The women have lost the splendour which usually marks their attire. Their embroidered, stiffly starched petticoats, flowered aprons and gay kerchiefs have disappeared, and instead they have put on more sombre garb, some cast off clothing of our civilization. The men, too, have left their gayer coats behind them, to wear the shoddy ones which neither warm nor become them.

Beneath the black cross which marks the boundary of the Polish town, they usually rest themselves. The cross was erected when the peasants were liberated from serfdom, and beneath it every wanderer rests and prays: every wanderer but the Jew, for whom the cross symbolizes neither liberty nor rest.

These towns which used to be buried in a cloud of dust in the summer and a sea of mud in the winter time; to which the peasant came but rarely, and then only to do his petty trading or his quarrelling before the law, are the first catch basins of the little percolating streams of emigration, and have felt their influence in increased prosperity.

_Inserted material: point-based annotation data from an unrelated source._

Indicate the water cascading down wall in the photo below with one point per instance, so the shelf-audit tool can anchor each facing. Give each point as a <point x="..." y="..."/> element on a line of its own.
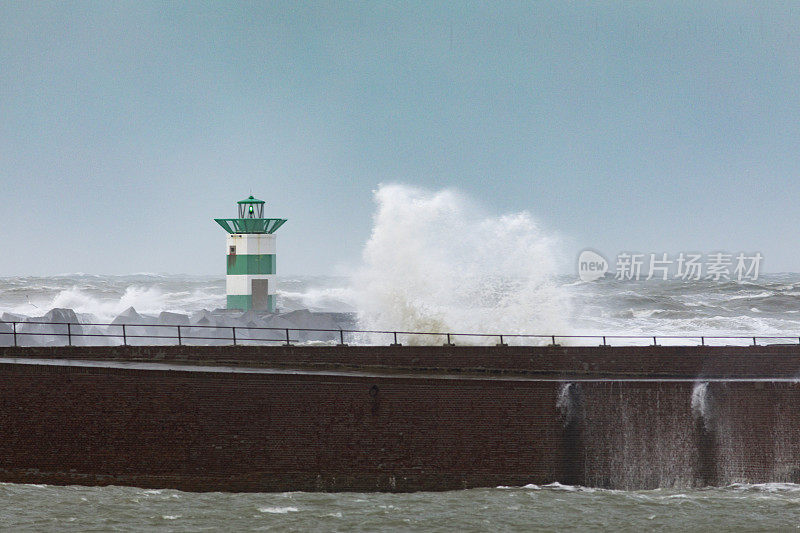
<point x="399" y="418"/>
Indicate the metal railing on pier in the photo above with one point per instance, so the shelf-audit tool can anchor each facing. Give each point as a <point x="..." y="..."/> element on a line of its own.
<point x="81" y="334"/>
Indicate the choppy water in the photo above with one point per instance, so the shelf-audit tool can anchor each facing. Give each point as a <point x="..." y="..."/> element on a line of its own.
<point x="767" y="306"/>
<point x="771" y="305"/>
<point x="770" y="507"/>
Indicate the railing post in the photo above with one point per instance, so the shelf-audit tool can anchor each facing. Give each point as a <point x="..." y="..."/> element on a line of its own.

They are the supply stations where much of the money is spent on the way out, and into which the money flows from the mining camps and industrial centres in America. One little house leans hospitably against the other, a two-story house marks the dwelling of nobility, and the power of the law is personified in the gendarmes, who, weaponed to the teeth, patrol the peaceful town.

In Russia, before one may emigrate, many painful and costly formalities must be observed, a passport obtained through the governor and speeded on its way by sundry tips. It is in itself an expensive document without which no Russian subject may leave his community, much less his country. Many persons, therefore, forego the pleasure of securing official permission to leave the Czar’s domain, and go, trusting to good luck or to a few rubles with which they may close the ever open eyes of the gendarmes of the Russian boundary. Austrian and Italian authorities also require passports for their subjects, but they are less costly and are granted to all who have satisfied the demands of the law.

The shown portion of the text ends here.